🤖 AI Summary
Existing group-level data valuation methods—such as Group Shapley—are vulnerable to “shell-company attacks,” wherein adversaries artificially split data groups to inflate valuations. Method: This paper introduces the first strategy-proof group Shapley value (FGSV), provably resistant to such manipulative group splittings, and establishes its uniqueness and theoretical robustness guarantees. To address computational intractability, we design an efficient approximation algorithm leveraging novel mathematical properties of FGSV, integrating importance sampling with variance reduction techniques.
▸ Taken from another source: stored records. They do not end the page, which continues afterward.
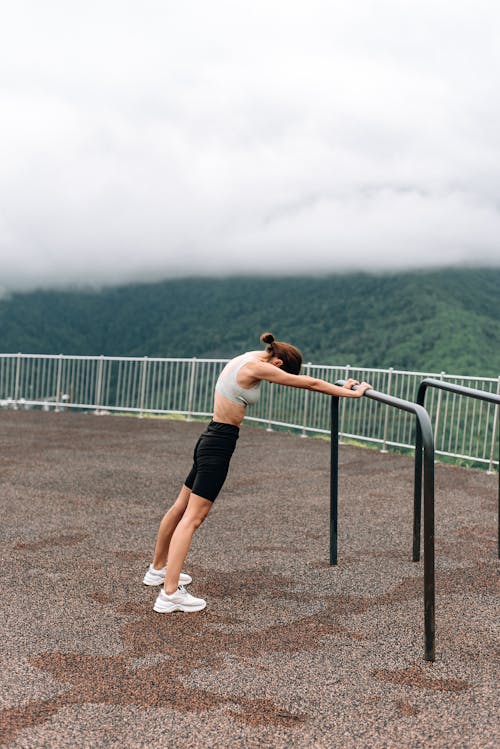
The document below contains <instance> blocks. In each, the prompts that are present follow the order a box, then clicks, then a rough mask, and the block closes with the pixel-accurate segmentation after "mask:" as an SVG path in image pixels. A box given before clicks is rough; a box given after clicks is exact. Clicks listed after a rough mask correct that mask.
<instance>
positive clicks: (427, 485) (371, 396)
mask: <svg viewBox="0 0 500 749" xmlns="http://www.w3.org/2000/svg"><path fill="white" fill-rule="evenodd" d="M336 384H337V385H341V386H342V385H343V384H344V380H339V381H338V382H337V383H336ZM354 389H356V387H355V388H354ZM364 397H365V398H370V399H371V400H376V401H378V402H379V403H385V404H386V405H388V406H393V407H394V408H398V409H400V410H402V411H408V412H409V413H413V414H414V415H415V416H416V419H417V433H418V434H419V436H420V440H421V447H420V453H421V454H422V450H423V456H424V465H423V468H424V637H425V654H424V657H425V660H427V661H434V659H435V634H436V628H435V575H434V438H433V434H432V426H431V422H430V419H429V414H428V413H427V411H426V410H425V408H424V407H423V406H422V405H420V404H417V403H412V402H411V401H406V400H403V399H402V398H396V397H395V396H393V395H387V394H386V393H380V392H378V391H377V390H367V391H366V393H365V395H364ZM333 400H337V406H336V407H334V406H333V404H332V430H331V445H332V447H331V452H332V457H331V465H332V469H336V470H337V472H338V398H332V401H333ZM334 432H335V434H334ZM415 475H416V474H415ZM419 475H420V477H421V476H422V470H420V474H419ZM331 487H334V489H335V495H336V496H335V503H334V502H333V498H331V507H333V506H334V508H335V513H336V512H337V501H338V497H337V493H338V477H334V478H333V479H332V482H331ZM420 496H421V495H420ZM333 524H335V544H336V533H337V517H336V515H335V520H334V521H333V519H332V518H330V528H332V526H333ZM330 548H331V547H330ZM336 551H337V550H336V547H335V563H336Z"/></svg>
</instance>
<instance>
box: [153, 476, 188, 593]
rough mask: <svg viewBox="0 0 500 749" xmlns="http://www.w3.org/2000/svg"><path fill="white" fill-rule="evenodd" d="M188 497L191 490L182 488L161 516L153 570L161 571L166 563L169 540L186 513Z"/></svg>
mask: <svg viewBox="0 0 500 749" xmlns="http://www.w3.org/2000/svg"><path fill="white" fill-rule="evenodd" d="M190 495H191V489H189V488H188V487H187V486H183V487H182V489H181V490H180V492H179V495H178V497H177V499H176V500H175V502H174V504H173V505H172V507H171V508H170V510H168V512H166V513H165V515H164V516H163V519H162V521H161V523H160V527H159V529H158V537H157V539H156V547H155V554H154V558H153V567H154V568H155V570H161V569H162V568H163V567H165V565H166V563H167V556H168V549H169V546H170V539H171V538H172V534H173V532H174V531H175V529H176V528H177V525H178V523H179V522H180V520H181V518H182V516H183V515H184V513H185V511H186V507H187V506H188V502H189V497H190ZM179 571H180V570H179ZM176 587H177V586H176Z"/></svg>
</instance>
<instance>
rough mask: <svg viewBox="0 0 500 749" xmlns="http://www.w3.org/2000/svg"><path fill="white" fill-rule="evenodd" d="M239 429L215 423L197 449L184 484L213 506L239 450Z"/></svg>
mask: <svg viewBox="0 0 500 749" xmlns="http://www.w3.org/2000/svg"><path fill="white" fill-rule="evenodd" d="M239 431H240V430H239V427H236V426H233V424H222V423H221V422H219V421H211V422H210V424H209V425H208V427H207V428H206V429H205V431H204V432H203V434H202V435H201V437H200V438H199V440H198V442H197V443H196V447H195V448H194V454H193V467H192V468H191V470H190V472H189V474H188V477H187V478H186V480H185V482H184V484H185V486H187V487H188V488H189V489H191V491H192V492H193V494H197V495H198V496H199V497H203V498H204V499H209V500H210V502H213V501H214V499H215V498H216V497H217V495H218V494H219V492H220V490H221V489H222V485H223V483H224V481H225V480H226V476H227V472H228V470H229V461H230V460H231V456H232V454H233V452H234V448H235V447H236V440H237V439H238V435H239Z"/></svg>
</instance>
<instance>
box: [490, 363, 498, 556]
mask: <svg viewBox="0 0 500 749" xmlns="http://www.w3.org/2000/svg"><path fill="white" fill-rule="evenodd" d="M497 395H500V377H499V378H498V387H497ZM499 411H500V406H495V415H494V416H493V434H492V437H491V450H490V464H489V466H488V473H489V474H493V473H495V469H494V467H493V462H494V460H495V444H496V441H497V439H496V436H497V432H498V506H497V515H498V533H497V539H498V541H497V547H498V558H499V559H500V429H498V412H499Z"/></svg>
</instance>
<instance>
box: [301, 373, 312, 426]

Contribution/Results: Experiments demonstrate that our method significantly outperforms state-of-the-art approaches in valuation fidelity, computational efficiency, and scalability—particularly under large-scale batch data provisioning scenarios—while maintaining robustness against strategic manipulation.
📝 Abstract
Data Shapley is an important tool for data valuation, which quantifies the contribution of individual data points to machine learning models. In practice, group-level data valuation is desirable when data providers contribute data in batch. However, we identify that existing group-level extensions of Data Shapley are vulnerable to shell company attacks, where strategic group splitting can unfairly inflate valuations. We propose Faithful Group Shapley Value (FGSV) that uniquely defends against such attacks. Building on original mathematical insights, we develop a provably fast and accurate approximation algorithm for computing FGSV. Empirical experiments demonstrate that our algorithm significantly outperforms state-of-the-art methods in computational efficiency and approximation accuracy, while ensuring faithful group-level valuation.